4to. 22 pp., final blank f. Papered spine.
Rare first edition of this anti-Jesuit pamphlet, usually attributed to the multiple apostate Christian Francke(n) from Gardeleben in Brandenburg, who included it in his 1581 "Colloquium Jesuiticum", also published by Perna (cf. de Backer/S. II, 930). In fact, Francke did not leave the Jesuit order until 1579 and probably merely anthologized the text. More persuasively, Manfred Edwin Welti has argued for identifying the author with the Prague ex-Jesuit Adam Höller who renounced Catholicism in 1569 and died of the plague in Vienna in 1570 (Höller = Heller = bright = Albutius; Paulus = the convert). "When Höller apostacized, he bade his farewell not with a slam of the door but with a cautionary missive to his former friars and to the Pope [...] First, he praises the Jesuits for their regeneration of the 'bonae literae', then criticises the order's total devotion to the Pope and castigates their condemnation and persecution of parts of Christianity as heretics. He reminds the Jesuits not to bolster Papal power but to live in Christian humility. Their sophistry, he says, will not do to fulfill the divine commandments. His epistle closes with a long apology of clerical marriage, condemning enforced celibacy" (cf. Welti, p. 145f.). The publication of this work, issued under a false author's and printer's name, was liaised by the humanist G. B. Bonifacio (1517-97), who in his old age tended towards excessively idealized notions of concealment: during a stay at Vienna in 1570-73 he was given the manuscript for publication and passed it along to Basilius Amerbach, who finally persuaded Perna to print the pamphlet ("Gotthard" = "hard in God" = Petrus; "Vilarmus" = "phil-harmos" = "lover of cracks" = buttock = Perna). It may be noted that this rather ingenious attribution is supported by type analysis (cf. Welti, p. 144, note 13a).

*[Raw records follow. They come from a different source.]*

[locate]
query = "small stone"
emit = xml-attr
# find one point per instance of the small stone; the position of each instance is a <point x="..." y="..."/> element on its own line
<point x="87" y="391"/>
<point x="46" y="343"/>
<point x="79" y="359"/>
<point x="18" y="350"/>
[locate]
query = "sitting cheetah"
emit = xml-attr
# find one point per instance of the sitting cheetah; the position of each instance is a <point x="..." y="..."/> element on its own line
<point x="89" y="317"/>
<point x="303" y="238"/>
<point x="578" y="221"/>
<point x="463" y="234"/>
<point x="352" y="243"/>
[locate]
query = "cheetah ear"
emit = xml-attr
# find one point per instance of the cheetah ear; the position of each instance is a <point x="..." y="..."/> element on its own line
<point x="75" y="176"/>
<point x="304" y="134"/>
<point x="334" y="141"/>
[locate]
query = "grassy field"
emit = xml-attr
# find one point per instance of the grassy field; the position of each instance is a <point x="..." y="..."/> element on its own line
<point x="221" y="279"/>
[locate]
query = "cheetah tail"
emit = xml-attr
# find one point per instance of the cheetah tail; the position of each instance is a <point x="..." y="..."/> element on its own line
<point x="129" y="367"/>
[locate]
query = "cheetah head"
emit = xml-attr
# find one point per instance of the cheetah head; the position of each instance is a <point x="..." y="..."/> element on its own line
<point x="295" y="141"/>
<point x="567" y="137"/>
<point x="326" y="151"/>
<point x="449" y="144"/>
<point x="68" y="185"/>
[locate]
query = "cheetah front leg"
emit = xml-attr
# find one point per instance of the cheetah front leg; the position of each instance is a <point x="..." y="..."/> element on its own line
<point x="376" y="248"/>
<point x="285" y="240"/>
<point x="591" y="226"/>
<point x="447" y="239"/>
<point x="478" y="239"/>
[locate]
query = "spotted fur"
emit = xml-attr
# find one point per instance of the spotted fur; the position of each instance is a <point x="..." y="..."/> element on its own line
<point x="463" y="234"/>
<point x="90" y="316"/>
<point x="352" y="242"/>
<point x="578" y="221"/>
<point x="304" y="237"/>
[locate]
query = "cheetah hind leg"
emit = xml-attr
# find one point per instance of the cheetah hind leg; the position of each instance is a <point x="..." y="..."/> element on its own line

Insignificant water- and duststaining; contemporary underlinings and slight worming throughout. Not a single copy in the trade since 1950.
VD 16, ZV 6021 (a single record in Gotha). Adams A 569. BM-STC French 8. BM-STC German 17. OCLC 40929573, 257439618. Welti, Giovanni Bernardino Bonifacio: Marchese d'Oria, im Exil 1557-1597 (1976), pp. 143-146. Cf. Weller (Pseud.) 13; Holzmann/B. (Pseud.) 7 (both citing Christian Francken as the author).